後日談を嫁姑問題として読んだ場合、姑が嫁いびりの一環で殺意を覚えるまではわかるものの、嫁、さらに孫まで食べたがることには違和感を覚えます。食人の目的は大きく分けて親愛、支配、薬用や飢餓対応の三つがあるそうですが、この場合は支配なんでしょうか。食べる行為には一体化するという要素もあり、姑が嫁と一つになりたいと思うわけはなく、相手の要素を取り込みたいと思っているような描写も見当たりません。(白雪姫の母は姫の肝臓と肺を食べたがりますが、姫の美を妬んでいたので分かりやすくはあるのです。)

無理やり考えるなら母親が息子を恋人代わりにしてしまうことはよくあるそうで、ならば嫁を食べることで息子の伴侶としての地位を取り込みたがったと考えることは可能です。その文脈なら想い人(息子)と恋敵(嫁)の間にできた子どもを食べたがる動機も「自分の子として産み直したい」などで成立しそうですが、姑が息子に“いきすぎた愛情”を抱いているような描写は一切なく、言いがかりの域を出ません。

人喰い母を持つ王子に人喰い要素がないあたり、母の特徴は受け継がれない≒子はあくまで父の子という世界観を感じます。姫も父王の不手際で百年の眠りにつきました。であれば姑にとっても孫ばあくまで息子の子であり後継者のはずです。そんな相手に嫁との確執経由で害意を抱くのは不自然に感じます。

単に人食い種族だから食べたくなっただけという理解に留めておくのが素直な読み方でしょうか。ですがこれまでは食欲を我慢できていたようで、なぜ嫁と孫2人にだけ行動に移してしまうのかという疑問は残ります。そのへんの使用人やその子どもを食べるほうが遥かに楽で後腐れもないはずです。なんて、我ながら面倒な思考をしているなと思っていましたが後日の記事で書きますが疑問は解決したので無駄な思考でもなかったようです。
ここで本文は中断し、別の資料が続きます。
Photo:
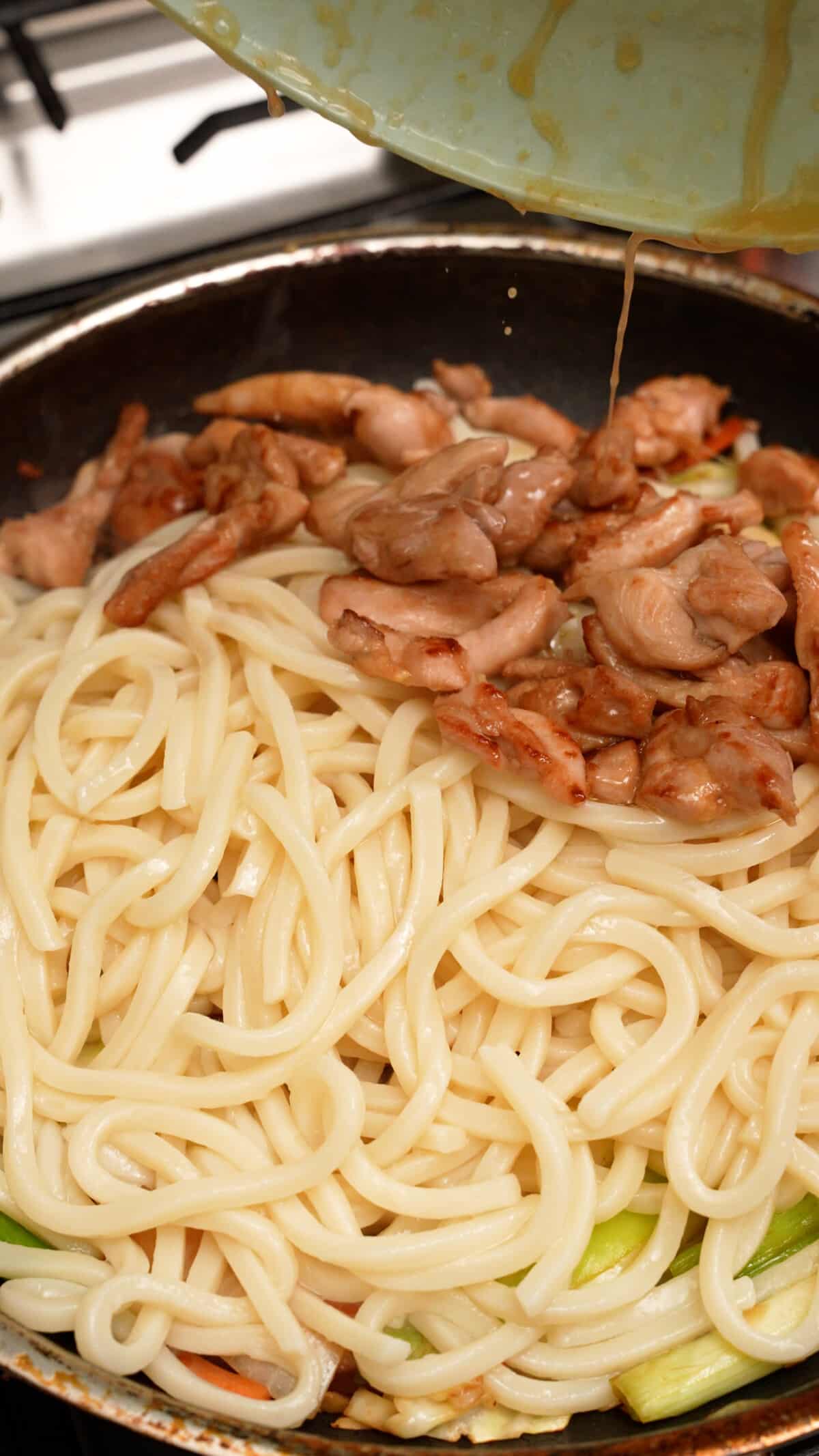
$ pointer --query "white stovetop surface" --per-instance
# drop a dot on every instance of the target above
(106, 194)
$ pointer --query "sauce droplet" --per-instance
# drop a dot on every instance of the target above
(629, 54)
(523, 72)
(630, 257)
姫の方に視点を移します。姑──拡大解釈してハラスメント加害者への対応例と見るなら、料理人(加害者から被害を受けている他者)に思いやりを示して味方につける、夫(家父長≒公権力)を巻き込む、というところでしょうか。ただし、料理人はいわゆる“フライングモンキー”……ハラスメント加害者の手先に比定されます。フラモンはわりとハラスメント加害者に“呑まれ済み”なことも多いらしく、思いやりを示したところで味方につけられないどころか加害を正当化される危険性もあり、見極めが必要そうです。やはり(まともに機能している)公権力に訴えるのが正攻法か。

◉ 「白雪姫」の近縁として

昔話において眠りと死は同義のため「眠れる美女」と「白雪姫」は同質の物語とは研究書でよく指摘されています。ペロー「眠れる森の美女」における眠りについた姫の美しさを強調する描写は、死んでなお体から生気が失われない白雪姫と重なる印象がありました。そう思って見ると、“母”に命を狙われ、庇護者である男性(父王・小人)が目を離した隙に死≒眠りに陥るという共通点もあるし、料理人が王子の母親に命じられたとおり姫の娘を殺そうとするもあまり無邪気に懐いてくるので包丁を取り落として泣き崩れるシーンはディズニー版「白雪姫」で女王の命を受けた男と白雪姫のシーンと通じるものがある気も。

そういえばギリシア神話においてはやはり祝宴に呼ばれなかった女神が宴席に乗り込んで黄金の林檎を「最も美しい女神へ」と投げ込んだことで大戦争に発展するという話があり、「いばら姫」や「眠れる森の美女」で招かれなかった仙女(かしこい女)と近縁に思われます。林檎と美といえば「白雪姫」で、私が想定する以上にふたつの話は底の方で繋がっているのかもしれません。

■ バレエ「眠れる森の美女」

メルヘンのバージョン確認はディズニーをゴールに据えているのですが、ペロー童話とディズニーの間にバレエが入りそうなのでAmazonで視聴しました。2011年11月モスクワはボリショイ劇場での公演だそうで。バレエ自体の初演は1890年、グリム童話の最終版、第7版の刊行から33年後のことです。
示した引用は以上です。